North and South Carolina’s energy sector and the assets that support it are strong contributors to the region’s economy that could benefit from greater stakeholder collaboration and a shared vision for future innovation, according to the results of a new survey published today by the North Carolina Department of Commerce and E4 Carolinas, a trade association for energy companies and organizations.
The report, Carolinas’ Energy Economy Survey: Findings & Recommendations, publishes results from a survey of professionals in energy and energy-related companies and organizations across the Carolinas. Almost a third of respondents worked in energy-related businesses, and respondents included people working for utilities, energy-related nonprofits, educational institutions and governments.
“Reliable and affordable energy always appears on the list of things companies seek from a business location,” said North Carolina Commerce Secretary Anthony M. Copeland. “North Carolina has always scored well on this requirement, so we must all work together to keep our state’s energy economy strong.”
The survey confirmed an overwhelming consensus that research centers, utilities, universities, community colleges, and energy efficiency firms are considered part of the energy economy, along with energy companies themselves. These resources also serve as vital assets for innovation in the Carolinas’ energy economy.
“This report is clear – opportunity is wide open for innovation between public and private partners, and the appetite for integrating advanced energy with innovation assets is huge in our state,” said Department of Environmental Quality Secretary Michael S. Regan. “To continue to be an energy leader, we need to prioritize investment in the energy sector, from technology to training, to meet our state’s future demand in a way that positively impacts the health and prosperity of all North Carolinians.”

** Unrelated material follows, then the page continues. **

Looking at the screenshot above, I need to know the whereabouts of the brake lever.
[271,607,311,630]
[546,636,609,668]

Survey responses were more mixed for including governments, non-profits, and firms delivering legal, accounting, communications and other professional services when defining the energy economy and its innovation assets.
“It’s clear the energy economy and its innovation assets are vital for overall economic development, but the survey found little consensus of how best to promote and leverage these assets,” stated Dr. John Hardin, Executive Director of the Office of Science, Technology & Innovation, a unit of the Department of Commerce. “The difference in the findings between their importance and their promotion was just over a ratio of two to one, suggesting an opportunity to better tell our story and leverage these assets.”
“The results also revealed a bit of a disconnect between private sector and government and nonprofit professionals regarding the classifications,” said David Doctor, Chief Executive Officer of E4 Carolinas. He added, “As the home to the largest energy economy in the eastern United States, it is interesting that perceptions were so different between professionals in different sectors, which indicates a need for increased collaboration and communications among stakeholders in these sectors.”
Respondents also suggested that the Carolinas’ energy innovation assets were currently leaders in the South, and have the potential to be or remain the leader. However, when compared to energy economies of the national market, just over half of respondents ranked the Carolinas’ energy innovation assets as just contributors, not leaders. Respondents do agree the region’s assets have the potential to become the energy leaders of the nation.
The report released today is a product of the Southeast’s Energy Innovation Collaborative, a joint venture between E4 Carolinas and the North Carolina Department of Commerce, Office of Science, Technology & Innovation, and other energy organizations.
The Collaborative will soon launch several activities to benefit the region’s energy economy, including convening a collaborative working group of stakeholders, launching an energy directory, and developing policy recommendations for Governor Roy Cooper and the North Carolina General Assembly.